Abstract

Interaction strength among species plays a crucial role in shaping the functioning of ecological communities, but it is often assumed to be insensitive to inter-individual variation in underlying parameters such as attack rates or handling time. Ecological factors including stressors exert age/size-dependent effects on such behavioral parameters, promoting shifts in the distribution of parameter values over ages. Here we analyze the effects of the pesticide methamidophos on the Daphnia-microalga interaction strength. We first analyze age-dependent effects of the pesticide on the Daphnia functional response, and then decompose the population-level effects of the stressor into contributions of shifts in elevation (i.e., vertical effect) versus shifts in nonlinearity (i.e., nonlinear effect) of the response of interaction strength over consumer age.
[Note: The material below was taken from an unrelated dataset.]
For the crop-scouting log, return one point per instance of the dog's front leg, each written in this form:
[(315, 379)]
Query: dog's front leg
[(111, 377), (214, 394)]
Our results show that (1) Rogers and Holling type II functional response models best fitted the empirical functional responses of Daphnia of different ages, (2) attack rate and handling time were affected by the pesticide, (3) these effects were age-specific, shifting the average attack rate and both the mean and coefficient of variation of handling time of different age classes, (4) population level interaction strength was affected by pesticide exposure by variation in both elevation and nonlinearity of its response over consumer age. We show that both vertical and nonlinear effects were important in magnitude but opposite in sign. The consequences of factors that exert age/size dependent effects can only be evaluated through properly considering inter-individual variation.